British Telecom has announced this week that it has reached 464,700 hotspots in Scotland, including around 32,300 across Ayrshire.
There are 10,400 hotspots in East Ayrshire; 10,800 in North Ayrshire and 11,100 in South Ayrshire. The Scottish total is up from 320,000 in January last year, when the Ayrshire share was almost 23,000.
Across the UK and Ireland, the company has added more than 20,000 new hotspots each week over the past year, taking the total to five million.
BT saw more than 400 million connections across its wi-fi network in 2012/13 and latest figures show users’ online wi-fi time is increasing, with minutes more than tripling in the same period.
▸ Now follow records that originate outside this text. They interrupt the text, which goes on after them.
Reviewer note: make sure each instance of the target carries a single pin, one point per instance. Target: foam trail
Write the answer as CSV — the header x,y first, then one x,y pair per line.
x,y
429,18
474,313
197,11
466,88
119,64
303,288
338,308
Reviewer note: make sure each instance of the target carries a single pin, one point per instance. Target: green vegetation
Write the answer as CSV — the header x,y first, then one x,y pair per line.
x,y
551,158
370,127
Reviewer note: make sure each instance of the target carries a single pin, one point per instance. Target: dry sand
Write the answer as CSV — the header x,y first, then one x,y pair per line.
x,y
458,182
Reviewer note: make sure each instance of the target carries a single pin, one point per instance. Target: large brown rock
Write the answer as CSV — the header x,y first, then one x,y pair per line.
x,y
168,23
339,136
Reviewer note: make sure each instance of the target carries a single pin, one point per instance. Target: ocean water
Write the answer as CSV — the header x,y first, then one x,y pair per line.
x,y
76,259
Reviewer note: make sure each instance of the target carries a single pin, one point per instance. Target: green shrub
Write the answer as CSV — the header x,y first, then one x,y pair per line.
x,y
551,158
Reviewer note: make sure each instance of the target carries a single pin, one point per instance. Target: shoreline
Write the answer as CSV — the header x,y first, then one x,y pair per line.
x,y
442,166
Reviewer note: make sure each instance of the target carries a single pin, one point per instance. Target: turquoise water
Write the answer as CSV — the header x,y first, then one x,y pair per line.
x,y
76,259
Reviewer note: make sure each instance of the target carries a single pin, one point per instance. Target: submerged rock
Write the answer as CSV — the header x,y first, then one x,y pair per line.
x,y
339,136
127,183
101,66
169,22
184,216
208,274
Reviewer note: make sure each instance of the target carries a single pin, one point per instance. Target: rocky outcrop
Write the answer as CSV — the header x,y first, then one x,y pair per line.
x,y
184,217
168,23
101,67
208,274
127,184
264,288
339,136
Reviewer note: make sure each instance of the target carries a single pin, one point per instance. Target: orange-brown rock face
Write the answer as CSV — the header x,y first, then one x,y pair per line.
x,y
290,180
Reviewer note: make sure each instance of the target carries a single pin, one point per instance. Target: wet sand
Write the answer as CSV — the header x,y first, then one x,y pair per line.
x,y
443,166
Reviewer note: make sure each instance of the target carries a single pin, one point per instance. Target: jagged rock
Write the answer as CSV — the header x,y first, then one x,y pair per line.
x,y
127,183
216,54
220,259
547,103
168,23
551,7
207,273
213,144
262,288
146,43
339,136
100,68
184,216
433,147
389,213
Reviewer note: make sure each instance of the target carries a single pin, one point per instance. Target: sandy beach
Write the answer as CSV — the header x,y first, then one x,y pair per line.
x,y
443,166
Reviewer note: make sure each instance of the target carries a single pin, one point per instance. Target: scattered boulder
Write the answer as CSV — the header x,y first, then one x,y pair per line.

Brendan Dick, director of BT Scotland, said: “We are seeing growing use of our network as wi-fi users spend more time online and use more data. People are now so confident and comfortable with their gadgets, we’ve had to meet the demand with more hotspots in a wider choice of places – on the high street and in thousands of neighbourhoods across the country.”
An incredible 13 petabytes of data (13 billion megabytes) were consumed across BT’s wi-fi network during 2012/13. The volume is the equivalent of downloading 3.9 billion MP3s (iTunes currently has 26m songs in its library), or non-stop streaming of The Hobbit in HD for 1042 years.
If you were to take smartphone photos placed side by side, this amount of data would be over 624,000 miles long or long enough to wrap around the equator twice.
Research conducted by BT and ICM has found that usage trends for wi-fi vary according to age. Most 18-24s favour wi-fi for social media, whilst the 35-44 age group chooses to shop online.
Most 45-54s use it for GPS and mapping services, whilst the over 65s use wi-fi for finding discount vouchers or codes.
A hotspot is a site that offers internet access over a wireless local area network (WLAN) through the use of a router connected to a link to an internet service provider. Hotspots typically use wi-fi technology.
Hotspots may be found in coffee shops and various other public establishments.
Public access wireless local area networks (LANs) were first proposed by Henrik Sjödin at the NetWorld+Interop conference in The Moscone Center in San Francisco in August 1993.
Sjödin did not use the term hotspot but instead referred to publicly accessible wireless LANs.